Personal Health Information
ECG + R-R peak graph
Health Card Summary
Arrhythmia is an underlying cardiac condition that goes undetected in the earlier stages but later manifests itself as sudden cardiac arrest. This is especially observed in the elderly population, smokers and people having a family history of cardiac illness. The cost of diagnostics and the risk of delaying treatment inspired us As a result portable and sensitive ECG devices were the need of the hour to detect arrhythmia at an earlier stage when the prognosis of the disease is better.
What it does
The device provides the user with a highly accurate _ real time _ ECG data. This data is further analyzed by scripts running on RasPi to detect underlying arrhythmia conditions. The real time ECG data is also simultaneously plotted on a android device connected to the RasPi WiFi access point. The Android app displays ECG and R-R peaks throughout the session. As the device is lightweight and portable, the entire session can be recorded during day to day activities. Upon completion of the session, a summary page giving details of the run will be displayed showing if any arrhythmia was detected or whether the heart rate was abnormally high or low during the session.
How we built it
We built the initial hardware using 3- ECG patches (electrodes) connected to an AD8232 heart rate monitor. The analog signals from the Heart rate monitor are converted to digital signals and sent to RasPi.

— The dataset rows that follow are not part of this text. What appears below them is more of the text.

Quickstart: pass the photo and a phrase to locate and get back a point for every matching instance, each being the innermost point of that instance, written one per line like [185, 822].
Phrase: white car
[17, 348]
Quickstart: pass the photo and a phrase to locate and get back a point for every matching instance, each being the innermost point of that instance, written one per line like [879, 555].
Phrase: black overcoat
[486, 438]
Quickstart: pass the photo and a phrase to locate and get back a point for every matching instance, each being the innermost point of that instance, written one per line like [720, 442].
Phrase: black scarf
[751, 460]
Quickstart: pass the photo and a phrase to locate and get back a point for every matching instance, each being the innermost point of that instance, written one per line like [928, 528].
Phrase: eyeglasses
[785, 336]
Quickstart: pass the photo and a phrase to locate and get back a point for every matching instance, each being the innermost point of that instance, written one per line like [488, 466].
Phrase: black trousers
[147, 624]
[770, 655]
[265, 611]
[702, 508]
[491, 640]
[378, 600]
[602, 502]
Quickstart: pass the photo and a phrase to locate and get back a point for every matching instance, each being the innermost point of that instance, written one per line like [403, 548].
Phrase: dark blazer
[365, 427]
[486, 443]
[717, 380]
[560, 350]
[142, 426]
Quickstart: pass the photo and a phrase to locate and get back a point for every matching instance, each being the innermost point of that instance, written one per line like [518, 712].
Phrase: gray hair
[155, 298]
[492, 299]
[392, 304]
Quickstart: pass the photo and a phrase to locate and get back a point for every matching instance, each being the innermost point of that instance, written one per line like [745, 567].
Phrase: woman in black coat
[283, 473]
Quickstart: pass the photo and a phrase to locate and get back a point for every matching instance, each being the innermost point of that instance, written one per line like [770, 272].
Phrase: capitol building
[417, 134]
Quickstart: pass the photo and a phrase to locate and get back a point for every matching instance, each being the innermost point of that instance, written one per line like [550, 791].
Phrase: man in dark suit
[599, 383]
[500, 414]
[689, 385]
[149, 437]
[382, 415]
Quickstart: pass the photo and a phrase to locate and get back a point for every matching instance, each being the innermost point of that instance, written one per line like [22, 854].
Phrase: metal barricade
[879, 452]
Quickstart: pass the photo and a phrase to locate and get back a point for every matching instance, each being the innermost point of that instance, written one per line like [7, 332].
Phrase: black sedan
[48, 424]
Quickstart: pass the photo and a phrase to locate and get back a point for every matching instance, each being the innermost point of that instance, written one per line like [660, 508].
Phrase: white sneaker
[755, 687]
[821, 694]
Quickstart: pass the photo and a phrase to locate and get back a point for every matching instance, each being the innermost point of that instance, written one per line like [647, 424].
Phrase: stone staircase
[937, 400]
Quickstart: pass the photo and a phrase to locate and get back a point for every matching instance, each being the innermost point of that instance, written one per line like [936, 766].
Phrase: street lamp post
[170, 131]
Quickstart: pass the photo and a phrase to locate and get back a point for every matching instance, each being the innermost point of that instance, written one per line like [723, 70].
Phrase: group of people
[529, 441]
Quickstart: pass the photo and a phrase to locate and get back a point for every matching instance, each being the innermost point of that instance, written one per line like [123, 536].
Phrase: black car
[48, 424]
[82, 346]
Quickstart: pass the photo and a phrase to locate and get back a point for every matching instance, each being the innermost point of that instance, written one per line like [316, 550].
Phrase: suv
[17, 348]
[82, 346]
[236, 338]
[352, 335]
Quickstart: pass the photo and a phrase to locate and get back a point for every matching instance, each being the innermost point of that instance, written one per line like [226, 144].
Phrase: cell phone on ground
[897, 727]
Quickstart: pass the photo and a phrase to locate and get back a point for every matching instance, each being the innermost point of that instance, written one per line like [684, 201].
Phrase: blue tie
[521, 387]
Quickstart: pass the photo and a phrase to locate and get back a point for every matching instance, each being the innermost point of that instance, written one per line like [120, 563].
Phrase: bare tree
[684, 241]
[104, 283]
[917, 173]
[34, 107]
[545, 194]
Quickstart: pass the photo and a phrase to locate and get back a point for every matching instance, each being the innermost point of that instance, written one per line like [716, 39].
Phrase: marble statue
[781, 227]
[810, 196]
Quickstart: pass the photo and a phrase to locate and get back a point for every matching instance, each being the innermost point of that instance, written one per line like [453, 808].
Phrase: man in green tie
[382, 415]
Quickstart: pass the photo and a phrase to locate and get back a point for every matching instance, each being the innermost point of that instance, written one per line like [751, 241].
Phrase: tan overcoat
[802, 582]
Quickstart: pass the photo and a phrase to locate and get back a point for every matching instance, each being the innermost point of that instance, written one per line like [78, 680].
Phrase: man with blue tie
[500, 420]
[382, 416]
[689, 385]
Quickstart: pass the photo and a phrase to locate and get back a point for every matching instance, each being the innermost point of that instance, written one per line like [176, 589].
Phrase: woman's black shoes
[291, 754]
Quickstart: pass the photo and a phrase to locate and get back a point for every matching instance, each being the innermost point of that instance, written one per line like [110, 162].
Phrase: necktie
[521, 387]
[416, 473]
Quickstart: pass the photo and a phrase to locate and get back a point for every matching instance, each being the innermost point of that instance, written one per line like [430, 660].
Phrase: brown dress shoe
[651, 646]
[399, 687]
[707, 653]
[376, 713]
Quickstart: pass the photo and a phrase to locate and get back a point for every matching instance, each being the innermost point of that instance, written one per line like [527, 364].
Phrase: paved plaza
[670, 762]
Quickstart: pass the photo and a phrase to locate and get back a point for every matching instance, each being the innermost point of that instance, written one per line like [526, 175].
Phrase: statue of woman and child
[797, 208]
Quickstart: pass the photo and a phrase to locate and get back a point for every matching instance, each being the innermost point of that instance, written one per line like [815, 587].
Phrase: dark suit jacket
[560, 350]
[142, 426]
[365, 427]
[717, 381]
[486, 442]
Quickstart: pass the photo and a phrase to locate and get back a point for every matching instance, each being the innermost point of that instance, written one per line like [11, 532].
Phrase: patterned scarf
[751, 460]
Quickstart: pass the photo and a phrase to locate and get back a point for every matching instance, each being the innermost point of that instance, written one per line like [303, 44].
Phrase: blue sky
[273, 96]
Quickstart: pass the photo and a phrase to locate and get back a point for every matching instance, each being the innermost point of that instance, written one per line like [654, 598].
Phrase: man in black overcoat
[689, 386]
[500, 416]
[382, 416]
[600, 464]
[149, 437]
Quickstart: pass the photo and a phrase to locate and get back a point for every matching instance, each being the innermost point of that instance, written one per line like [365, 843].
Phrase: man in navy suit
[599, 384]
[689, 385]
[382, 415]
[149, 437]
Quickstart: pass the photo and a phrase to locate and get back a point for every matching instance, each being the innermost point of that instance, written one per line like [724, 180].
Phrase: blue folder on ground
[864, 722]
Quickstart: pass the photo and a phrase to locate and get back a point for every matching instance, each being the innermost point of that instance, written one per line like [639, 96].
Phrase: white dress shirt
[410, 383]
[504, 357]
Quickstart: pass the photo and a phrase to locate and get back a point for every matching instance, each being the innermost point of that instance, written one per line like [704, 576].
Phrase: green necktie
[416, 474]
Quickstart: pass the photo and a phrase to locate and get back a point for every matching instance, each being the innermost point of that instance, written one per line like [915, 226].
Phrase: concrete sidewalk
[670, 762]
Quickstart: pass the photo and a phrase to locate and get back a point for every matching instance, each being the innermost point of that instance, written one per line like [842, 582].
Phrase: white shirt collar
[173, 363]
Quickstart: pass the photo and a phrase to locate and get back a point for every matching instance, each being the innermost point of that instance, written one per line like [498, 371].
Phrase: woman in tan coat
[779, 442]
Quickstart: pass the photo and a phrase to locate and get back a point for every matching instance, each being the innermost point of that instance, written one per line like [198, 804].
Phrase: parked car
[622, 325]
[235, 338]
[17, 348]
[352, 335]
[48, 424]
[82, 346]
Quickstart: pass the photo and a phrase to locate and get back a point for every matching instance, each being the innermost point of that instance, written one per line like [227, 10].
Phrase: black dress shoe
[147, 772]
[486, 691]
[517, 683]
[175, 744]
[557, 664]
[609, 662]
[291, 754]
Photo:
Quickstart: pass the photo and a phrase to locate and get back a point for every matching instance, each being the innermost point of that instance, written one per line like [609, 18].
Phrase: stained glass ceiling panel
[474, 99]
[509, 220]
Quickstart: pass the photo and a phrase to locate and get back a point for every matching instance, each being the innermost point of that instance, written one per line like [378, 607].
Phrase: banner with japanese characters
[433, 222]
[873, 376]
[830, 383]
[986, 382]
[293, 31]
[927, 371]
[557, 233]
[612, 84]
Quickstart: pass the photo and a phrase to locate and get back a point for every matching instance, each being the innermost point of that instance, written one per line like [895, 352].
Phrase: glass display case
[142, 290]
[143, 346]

The RasPi is configured to act like a WiFi access point. Once the signals are received by the Raspberry Pi they are analyzed and transmitted through WiFi to the user's android device. The Android app has separate Accounts that are personalized based on the the users medical history, health habits, age and gender. This allows us to analyze heart rate effectively by incorporating these parameters into our real time data. When the user ends the session through the app, a summary of the session log is shown which contains details about whether any abnormalities were encountered during the session
Challenges we ran into
The first major challenge was to set up the electrodes to get accurate ECG data. We achieved this by using a 3-lead ECG electrodes, all placed around the chest, instead of the usual 12-lead ECG, thus simplifying and improving user interface without compromising on accuracy. The second challenge was to configure RasPi3 as a WiFi hotspot so as to save precious battery on the mobile device while the app is active. Another challenge was to optimize the rate of data transfer in a D2D model between RasPi and the Android device. this had to be slow enough to plot and fast enough to not lag at Real Time.

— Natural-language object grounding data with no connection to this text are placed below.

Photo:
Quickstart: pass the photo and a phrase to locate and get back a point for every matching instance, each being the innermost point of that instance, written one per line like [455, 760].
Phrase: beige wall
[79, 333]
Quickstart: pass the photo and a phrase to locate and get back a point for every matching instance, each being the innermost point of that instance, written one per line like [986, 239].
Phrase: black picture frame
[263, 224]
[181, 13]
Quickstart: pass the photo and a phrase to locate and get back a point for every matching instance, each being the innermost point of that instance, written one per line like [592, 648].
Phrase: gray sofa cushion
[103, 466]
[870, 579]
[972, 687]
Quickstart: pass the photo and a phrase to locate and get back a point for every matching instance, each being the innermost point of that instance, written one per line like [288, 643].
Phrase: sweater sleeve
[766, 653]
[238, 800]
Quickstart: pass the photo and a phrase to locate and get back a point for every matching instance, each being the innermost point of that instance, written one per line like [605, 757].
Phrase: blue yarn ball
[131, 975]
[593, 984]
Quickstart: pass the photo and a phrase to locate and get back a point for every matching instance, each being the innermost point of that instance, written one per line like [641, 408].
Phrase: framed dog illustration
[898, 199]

Accomplishments that we're proud of
We have created a portable device and a personalized android app that can be used a cheap diagnostic tool for cardiac health monitoring. Moreover, it emphasizes on arrhythmia detection which is often ignored in a simple ECG diagnostic tool. As every individual has a different hereditary condition and different dietary and physical routines we have incorporated those into our app for a more holistic and accurate ECG representation.
What we learned
This was the first time we were building a project using Raspberry Pi and making an Android app. We learnt the specific of D2D communication along the way and also real time data sensing using sensors. We also learnt a lot about setting wireless communication between devices and data transfer and visualization.
What's next for Customised app for ECG/Arrhythmia tracking using RasPi
We are also looking to incorporate existing healthcare systems like EPIC to our app that will enable the ECG log generated to be viewed by several clinicians and medics around the world or look to store patient information on cloud based servers for easy retrieval.